WHAT’S BEING CLAIMED:
- In India, Lonar Lake has naturally transformed from a deep green color to light pink for only a short period.
- The mysterious lake was discovered in 1823 by a British, and while was initially believed to be a volcanic crater, experts declared the cause of its existence as a meteorite impact.
- An expert from Accuweather suggests that the lake’s sudden change in color could either be because of algae development or chemical changes.
Typically, large bodies of water don’t alter much over short periods. Other than freezing during winter, lakes are usually resistant to change.
The landmark Lonar Lake in India has recently differed by suddenly changing its appearance from deep green to pinkish color quickly.
Because of this recent occurrence, the lake that rests in a giant meteor crater is now even a more prominent tourist than ever before.
As of date, experts are still yet to determine what caused the unexpected change in shade.
Before this development, the lake is already unique because it exists because of a meteorite strike. Other than that, though, the crater’s location is relatively isolated, and its water is mostly alkaline and salty as well.
The lake’s color has always been bluish-green for decades, and tourists frequent the place mainly because of its scenery, the mountainous ring surrounding the crater’s edge.
NASA said India or Maharashtra’s Lonar Crater was discovered and named in 1823 by a British field marshal named C.J.E. Alexander. The crater was settled inside a large volcanic basalt rock, called a Deccan Plateau, caused by eruptions approximately 65 million years ago.

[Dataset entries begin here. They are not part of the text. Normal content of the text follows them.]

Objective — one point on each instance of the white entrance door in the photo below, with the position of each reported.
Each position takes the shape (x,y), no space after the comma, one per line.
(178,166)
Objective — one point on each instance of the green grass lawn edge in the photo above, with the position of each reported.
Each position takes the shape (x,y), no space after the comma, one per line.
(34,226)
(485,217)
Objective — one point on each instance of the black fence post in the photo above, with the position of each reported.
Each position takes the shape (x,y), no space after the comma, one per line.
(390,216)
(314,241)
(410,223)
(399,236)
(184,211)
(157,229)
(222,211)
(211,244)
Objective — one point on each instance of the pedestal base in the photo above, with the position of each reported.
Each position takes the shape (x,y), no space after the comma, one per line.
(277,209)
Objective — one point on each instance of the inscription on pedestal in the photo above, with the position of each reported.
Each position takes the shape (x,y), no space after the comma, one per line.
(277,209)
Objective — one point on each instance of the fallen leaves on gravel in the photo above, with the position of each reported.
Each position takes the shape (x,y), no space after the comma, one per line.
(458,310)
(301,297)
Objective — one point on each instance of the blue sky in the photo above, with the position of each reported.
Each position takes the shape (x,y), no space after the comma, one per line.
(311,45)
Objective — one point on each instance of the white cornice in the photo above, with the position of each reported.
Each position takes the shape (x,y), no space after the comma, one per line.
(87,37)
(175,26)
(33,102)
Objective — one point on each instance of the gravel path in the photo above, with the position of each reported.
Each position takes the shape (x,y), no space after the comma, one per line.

While geologists earlier believed it’s a volcanic crater, experts later concluded that ring was caused by a meteorite hit approximately 35,000 and 50,000 years ago.”
Wildlife did not flourish in the lake as it was too salty for marine species.
What still bothered the experts though us the change of its color, making it even more fascinating.
Scientists argue that when a massive body of water shifts its color, it’s usually related to the variations in the microorganisms that live there.
Thus, the most reasonable theory points out to the lake’s potential algae bloom or a sudden shift in its chemical composition, as explained by AccuWeather’ James Andrews.
He further detailed by saying that the lake must have developed a seasonal pink algal bloom. Andrews did not also discount the plausibility of the unusual materialization of hydroxide that can only be caused by pH or chemical changes.
Experts agree that the lake will now have more visitors than ever before, and some studies may be conducted that would offer a more precise explanation of the phenomena.